O corpo de Cristo permanece incorruptível, porque ele é inseparavelmente unido
com a Divindade. A alma de Cristo desce aos infernos, como o orante diz, no
esplendor de sua Divindade. E então, o lugar onde Deus não estava, o lugar de
Sua total e radical ausência, é cheio com a divina Presença. Isto explica as
palavras do Salmo: “Onde eu posso me
esconder da tua face? No céu é tua habitação, no inferno tu estás também”.
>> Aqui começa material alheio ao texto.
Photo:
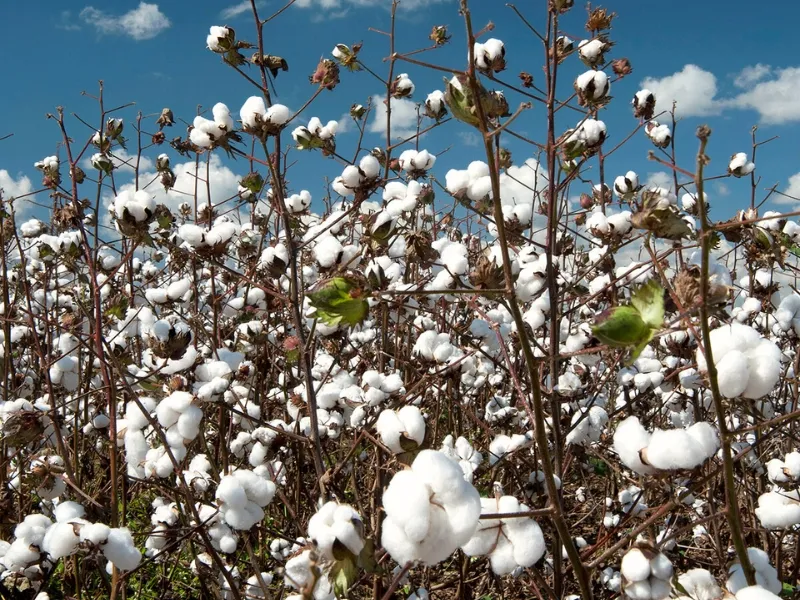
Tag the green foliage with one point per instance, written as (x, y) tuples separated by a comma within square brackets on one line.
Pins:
[(339, 300), (633, 326)]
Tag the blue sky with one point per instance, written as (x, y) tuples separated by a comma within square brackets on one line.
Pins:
[(742, 71)]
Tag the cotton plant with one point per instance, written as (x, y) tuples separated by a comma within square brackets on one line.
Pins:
[(509, 542), (765, 574), (646, 573), (748, 365), (431, 510), (461, 451), (740, 165), (647, 452)]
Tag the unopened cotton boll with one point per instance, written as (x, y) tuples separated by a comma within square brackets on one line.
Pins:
[(740, 166), (407, 423)]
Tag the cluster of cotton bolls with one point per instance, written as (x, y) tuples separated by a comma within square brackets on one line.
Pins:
[(399, 428), (664, 449), (646, 573), (336, 523), (779, 508), (258, 119), (242, 495), (509, 541), (315, 129), (766, 574), (431, 510), (355, 177), (136, 205), (220, 233), (38, 540), (205, 132), (748, 365), (416, 161), (462, 452)]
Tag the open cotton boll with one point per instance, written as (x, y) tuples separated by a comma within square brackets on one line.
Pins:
[(60, 540), (336, 522), (766, 575), (756, 592), (778, 509), (751, 364), (679, 449), (253, 112), (327, 251), (740, 166), (699, 584), (120, 549), (430, 510), (406, 423), (511, 542)]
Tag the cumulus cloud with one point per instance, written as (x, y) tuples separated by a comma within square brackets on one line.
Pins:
[(404, 117), (123, 161), (224, 184), (692, 88), (469, 138), (660, 179), (339, 4), (17, 188), (774, 99), (235, 10), (752, 74), (790, 195), (142, 23)]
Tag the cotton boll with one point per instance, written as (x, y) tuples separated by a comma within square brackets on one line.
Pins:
[(700, 585), (635, 565), (60, 541), (779, 510), (629, 438), (120, 549)]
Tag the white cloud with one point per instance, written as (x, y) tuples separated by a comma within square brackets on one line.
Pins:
[(793, 190), (237, 9), (142, 23), (722, 189), (693, 88), (334, 4), (66, 22), (404, 117), (775, 100), (469, 138), (224, 184), (660, 179), (752, 74), (123, 161), (345, 123), (16, 188)]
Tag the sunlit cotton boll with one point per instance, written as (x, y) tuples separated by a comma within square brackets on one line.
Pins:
[(748, 365), (430, 510)]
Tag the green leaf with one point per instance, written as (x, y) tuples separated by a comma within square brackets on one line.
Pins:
[(633, 326), (344, 574), (649, 301), (339, 300), (624, 327)]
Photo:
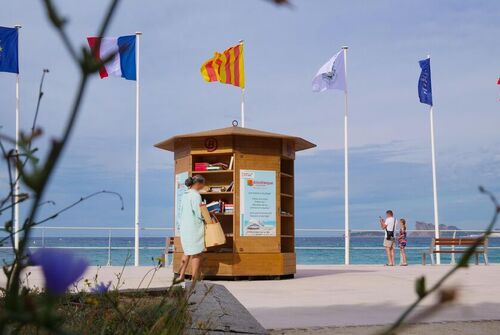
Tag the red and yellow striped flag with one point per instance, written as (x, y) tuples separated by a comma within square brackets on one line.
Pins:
[(226, 67)]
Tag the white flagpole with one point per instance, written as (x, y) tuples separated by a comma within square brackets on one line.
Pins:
[(242, 101), (137, 120), (346, 168), (16, 173), (434, 182)]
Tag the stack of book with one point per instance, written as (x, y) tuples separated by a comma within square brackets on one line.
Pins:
[(203, 166), (200, 166), (214, 206), (229, 208)]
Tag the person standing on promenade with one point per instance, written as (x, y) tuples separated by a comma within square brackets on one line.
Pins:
[(402, 242), (389, 226), (192, 228)]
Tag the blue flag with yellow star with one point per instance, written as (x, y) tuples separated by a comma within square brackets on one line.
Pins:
[(8, 50)]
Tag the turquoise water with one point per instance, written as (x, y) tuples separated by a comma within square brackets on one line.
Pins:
[(364, 250)]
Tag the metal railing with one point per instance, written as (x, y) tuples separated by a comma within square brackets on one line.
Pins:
[(340, 233)]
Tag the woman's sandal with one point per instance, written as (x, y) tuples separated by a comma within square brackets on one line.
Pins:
[(178, 281)]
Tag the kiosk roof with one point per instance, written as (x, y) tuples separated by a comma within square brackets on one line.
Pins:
[(300, 143)]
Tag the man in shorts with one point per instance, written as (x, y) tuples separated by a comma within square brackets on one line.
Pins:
[(389, 226)]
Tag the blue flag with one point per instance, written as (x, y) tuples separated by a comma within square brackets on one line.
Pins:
[(8, 50), (424, 82)]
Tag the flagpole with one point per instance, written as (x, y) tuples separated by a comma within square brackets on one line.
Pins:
[(137, 124), (16, 173), (434, 182), (242, 100), (346, 168)]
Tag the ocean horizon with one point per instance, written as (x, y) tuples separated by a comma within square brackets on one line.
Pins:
[(309, 250)]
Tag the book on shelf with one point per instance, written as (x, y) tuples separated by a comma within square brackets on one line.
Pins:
[(214, 206), (229, 208), (220, 165), (204, 166), (200, 166)]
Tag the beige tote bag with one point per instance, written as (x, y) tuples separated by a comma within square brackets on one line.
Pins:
[(214, 235)]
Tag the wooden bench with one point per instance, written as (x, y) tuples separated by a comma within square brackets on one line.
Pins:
[(456, 246)]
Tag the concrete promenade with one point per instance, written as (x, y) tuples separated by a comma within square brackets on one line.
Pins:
[(337, 295)]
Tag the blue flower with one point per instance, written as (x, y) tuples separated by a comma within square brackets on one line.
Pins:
[(101, 288), (60, 268)]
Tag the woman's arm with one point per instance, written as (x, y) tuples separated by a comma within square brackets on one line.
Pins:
[(195, 205)]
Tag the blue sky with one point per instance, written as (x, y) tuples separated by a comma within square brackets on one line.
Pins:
[(389, 128)]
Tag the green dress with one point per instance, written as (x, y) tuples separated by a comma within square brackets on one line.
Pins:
[(192, 228)]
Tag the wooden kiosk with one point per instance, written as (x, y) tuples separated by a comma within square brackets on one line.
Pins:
[(251, 174)]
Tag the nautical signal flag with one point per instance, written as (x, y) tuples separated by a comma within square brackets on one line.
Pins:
[(424, 82), (226, 67), (9, 61), (122, 64), (331, 76)]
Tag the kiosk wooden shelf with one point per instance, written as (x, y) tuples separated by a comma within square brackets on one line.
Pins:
[(251, 173)]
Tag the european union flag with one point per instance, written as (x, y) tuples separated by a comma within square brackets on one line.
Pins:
[(424, 82), (8, 50)]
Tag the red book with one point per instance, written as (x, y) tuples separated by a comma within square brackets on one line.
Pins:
[(200, 166)]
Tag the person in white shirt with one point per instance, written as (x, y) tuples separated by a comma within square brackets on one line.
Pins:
[(389, 226)]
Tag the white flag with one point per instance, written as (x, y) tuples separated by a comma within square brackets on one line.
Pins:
[(331, 76)]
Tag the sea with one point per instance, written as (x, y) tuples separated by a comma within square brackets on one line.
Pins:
[(309, 250)]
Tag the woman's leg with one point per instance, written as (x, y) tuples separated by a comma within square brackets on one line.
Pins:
[(388, 252), (392, 255), (184, 264), (195, 267)]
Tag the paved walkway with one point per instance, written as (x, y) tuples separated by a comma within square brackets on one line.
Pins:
[(323, 296)]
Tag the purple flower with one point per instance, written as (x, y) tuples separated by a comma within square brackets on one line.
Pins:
[(101, 288), (60, 268)]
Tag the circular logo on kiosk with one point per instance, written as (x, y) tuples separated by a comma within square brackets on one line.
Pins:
[(211, 144)]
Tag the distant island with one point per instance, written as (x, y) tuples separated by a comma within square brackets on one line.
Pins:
[(419, 225)]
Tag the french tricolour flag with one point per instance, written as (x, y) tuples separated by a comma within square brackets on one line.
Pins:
[(123, 62)]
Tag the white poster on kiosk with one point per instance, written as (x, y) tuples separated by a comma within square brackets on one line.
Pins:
[(257, 203)]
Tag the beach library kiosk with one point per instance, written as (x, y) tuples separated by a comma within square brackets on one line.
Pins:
[(250, 184)]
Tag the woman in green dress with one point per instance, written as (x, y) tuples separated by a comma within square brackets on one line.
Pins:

Isto, então, é a vitória. Isto é o que acontece na Sexta-feira Santa quando, no
final das Matinas, nós já cantamos a Ressurreição. A Ressurreição não é
simplesmente a ressurreição do corpo de Cristo. É a vitória sobre a morte,
sobre o pecado, sobre Satanás. O inferno é esvaziado e devastado. E Cristo
descansa na tumba, como Deus no Sétimo Dia. A vitória foi alcançada. Não
somente a vitória da criação que abriu a trágica história da humanidade, mas a
vitória definitiva. No sábado nós cantamos a Ressurreição porque corpo e alma
estão unidos agora. Cristo aparece para nós vitorioso. A separação foi desfeita
pela Cruz e pela descida aos infernos. A separação não pode mais abraçar
Cristo, nem na tumba nem no inferno. A Ressurreição é o inevitável e glorioso
resultado desta vitória. Então vem a Ascensão, quando nós vemos o Filho do
Homem sentado na mão direita da Glória. Nós vemos de onde nós mesmos
pertencemos; e nós podemos dizer, com São Paulo, que nossa vida está “escondida com Cristo em Deus”.